The overwhelming common denominators of people killed by police have nothing to do with race, however. Almost all of the people killed by police are poor men who are armed when they catch the attention of the police. Most of those poor armed men are white. We can certainly notice that a greater proportion are black given the proportion of black people in America - and again, that's a problem.
But as someone who opposes the whole gamut of policies that have led to our police/prison/surveillance/war state - policies that you and I would agree disproportionately affect black people - I think you're missing an opportunity to build a real coalition between all victims of police violence. You talk about division - well, your piece is very divisive and it ignores a huge swath of people who are victims of the exact system that BLM protests against.
The problem is not JUST about racially motivated police killings. If we expected the police to kill all people proportionate with their population distribution, we'd still have hundreds of people murdered by police every year. Hundreds of them would be black. That doesn't sound like a win - but if we take BLM's stated goals at face value, the only real problem with police violence is that it is disproportionate. I argue that the problem with police violence is that it's violent.
One last point to hammer this home: we all know the long list of black victims of police violence. Anyone on the street can rattle them off: Michael Brown. Philando Castile. Eric Garner. And on and on.

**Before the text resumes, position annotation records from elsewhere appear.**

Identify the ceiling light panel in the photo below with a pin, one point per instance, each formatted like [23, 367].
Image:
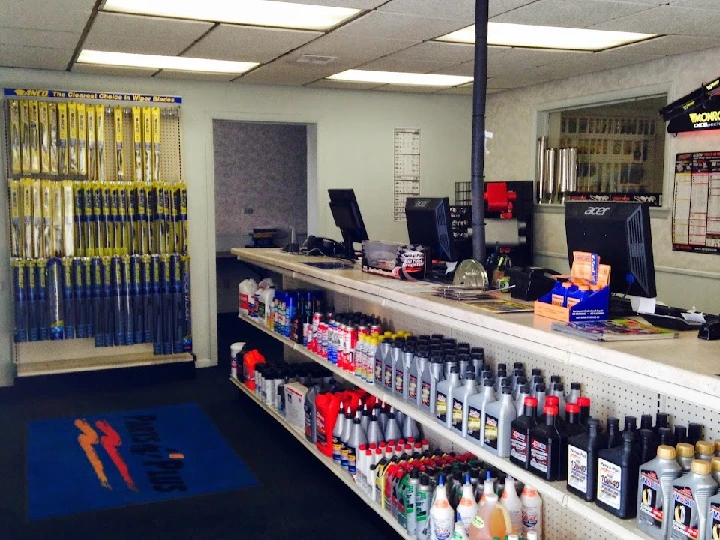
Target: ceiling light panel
[178, 63]
[548, 37]
[396, 77]
[248, 12]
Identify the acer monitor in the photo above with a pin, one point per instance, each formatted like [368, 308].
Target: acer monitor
[429, 224]
[346, 213]
[619, 232]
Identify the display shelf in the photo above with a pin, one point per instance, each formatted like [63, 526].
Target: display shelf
[685, 368]
[337, 471]
[556, 491]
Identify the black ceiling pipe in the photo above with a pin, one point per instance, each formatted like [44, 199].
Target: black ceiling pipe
[478, 131]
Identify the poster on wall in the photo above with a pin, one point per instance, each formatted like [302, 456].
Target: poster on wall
[696, 208]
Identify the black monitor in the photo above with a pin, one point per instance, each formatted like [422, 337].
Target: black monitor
[429, 224]
[346, 213]
[620, 234]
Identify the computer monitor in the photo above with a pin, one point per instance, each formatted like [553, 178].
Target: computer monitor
[620, 234]
[429, 224]
[346, 213]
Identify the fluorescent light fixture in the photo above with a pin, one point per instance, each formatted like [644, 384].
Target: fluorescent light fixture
[156, 61]
[249, 12]
[396, 77]
[547, 37]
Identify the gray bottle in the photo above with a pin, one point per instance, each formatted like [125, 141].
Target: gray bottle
[432, 375]
[476, 407]
[357, 437]
[444, 397]
[403, 370]
[374, 430]
[392, 430]
[414, 381]
[655, 492]
[522, 392]
[410, 429]
[381, 354]
[496, 429]
[692, 511]
[461, 402]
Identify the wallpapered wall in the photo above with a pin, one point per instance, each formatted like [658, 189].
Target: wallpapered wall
[263, 167]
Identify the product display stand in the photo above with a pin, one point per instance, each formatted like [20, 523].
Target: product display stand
[342, 475]
[628, 378]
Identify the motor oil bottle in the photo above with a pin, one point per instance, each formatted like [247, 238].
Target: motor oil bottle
[498, 419]
[467, 507]
[382, 351]
[422, 508]
[461, 402]
[414, 381]
[446, 391]
[574, 393]
[685, 455]
[613, 432]
[338, 430]
[392, 429]
[583, 450]
[476, 408]
[432, 375]
[345, 438]
[520, 433]
[492, 520]
[402, 370]
[522, 393]
[548, 448]
[655, 492]
[618, 478]
[357, 438]
[442, 514]
[691, 498]
[531, 512]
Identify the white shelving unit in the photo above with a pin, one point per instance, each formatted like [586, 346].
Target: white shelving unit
[550, 491]
[344, 477]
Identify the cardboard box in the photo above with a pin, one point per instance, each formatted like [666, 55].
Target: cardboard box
[295, 404]
[399, 261]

There are too many! But you and I don't know the name of a single white person killed by police. Their names don't register in the media. And I argue it's because the narrative of police violence is being co-opted and shifted ONLY to talk about black victims precisely because that focus does divide people. We could have a larger portion of white people taking action against the police state if more of them were aware that police violence is not just a problem black people face. I think we have a choice to make: do we want an effective movement, or a divided one?
I made this same argument back when metoo was trending: why are we only focused on female victims of sexual assault and abuse? There are hundreds of thousands of male victims. Wouldn't a bigger movement be more effective? I was shouted down by women telling me to stay in my lane. Telling survivors to clam up about their own history of abuse based on their gender or their race seems like the definition of divisiveness.